Re: [sqlite] Prohibitive indexing time with large tables

Max Vlasov Sun, 14 Feb 2010 08:30:08 -0800

Marcus,

although increasing cache size is a good method, it may sometimes give
unpredictable results (in terms of performance).
I looked at the vdbe code (EXPLAIN CREATE INDEX ... ) of the index creation
and it seems like there is no special sorting algorithm (CMIIW please).
Excluding all "make once" lines from vdbe code left this loop lines:


"19"    "Rowid"
"20"    "Column"
"21"    "MakeRecord"
"22"    "IdxInsert"
"23"    "Next"  .. 19

that leads to conlusion that either single "indexed" insert or a step from
index creation is actually just an insert of data inside B-tree without
special preprocessing.

So we just consider mass insert into B-tree. As I suppose the cost of such
insert is sometimes low, sometimes high, depends on different factors
including occasional need for rebalancing. As long as all operations are in
memory and all pages are "dirty" (not saved to disk) the results looks very
promising. I tried to change cache size to 500,000 (x1024) for the same base
(10M records, 100 bytes record size) and adding from scrach was very fast
until about 3M records (taskman showing about 800Mb of memory used at the
moment) and dropped significally after that. Will this bad point be 3M or
not 3M depends on the size of data used in index. So if any search inside
the tree is a parsing through the cached pages (either by sqlite or
underlying file system) and any page write operation involved in new tree
operations are dirty pages that will be write later, there is no problem.
Otherwise there is. The other problem is when total datasize exceeds 32bit
address space, the cache stops giving significant improvement.

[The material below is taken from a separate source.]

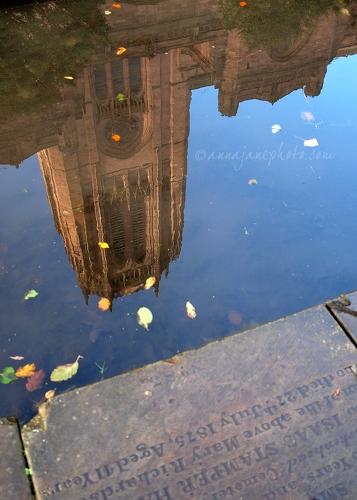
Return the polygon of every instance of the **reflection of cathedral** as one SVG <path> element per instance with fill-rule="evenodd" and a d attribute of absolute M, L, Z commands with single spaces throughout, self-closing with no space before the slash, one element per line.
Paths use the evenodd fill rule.
<path fill-rule="evenodd" d="M 87 68 L 83 112 L 69 120 L 59 148 L 39 153 L 55 223 L 86 297 L 132 293 L 149 276 L 157 292 L 179 255 L 190 99 L 179 56 Z"/>
<path fill-rule="evenodd" d="M 161 9 L 160 32 L 155 6 L 145 6 L 151 24 L 127 7 L 126 24 L 120 17 L 112 24 L 111 47 L 65 88 L 55 113 L 33 118 L 31 127 L 26 117 L 1 127 L 2 162 L 40 151 L 55 224 L 86 298 L 132 293 L 149 276 L 158 293 L 178 257 L 192 89 L 214 85 L 219 111 L 233 116 L 247 99 L 274 103 L 303 87 L 318 95 L 333 57 L 357 51 L 347 16 L 322 18 L 294 46 L 268 54 L 224 32 L 203 3 L 191 17 L 181 9 L 179 21 Z M 127 52 L 118 57 L 120 45 Z"/>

I know that quicksorting I suggested have disadvantages, but in some way its
results is more predictable. For example, we postpone any sqlite writing
operation until the data is ready. Unfortunately, for index data size bigger
than 32bit address space the file-mapping doesn't work, but it can be
changed to simple Seek acces and at least the file system can do a decent
job keeping frequentely access data (currently) in cache.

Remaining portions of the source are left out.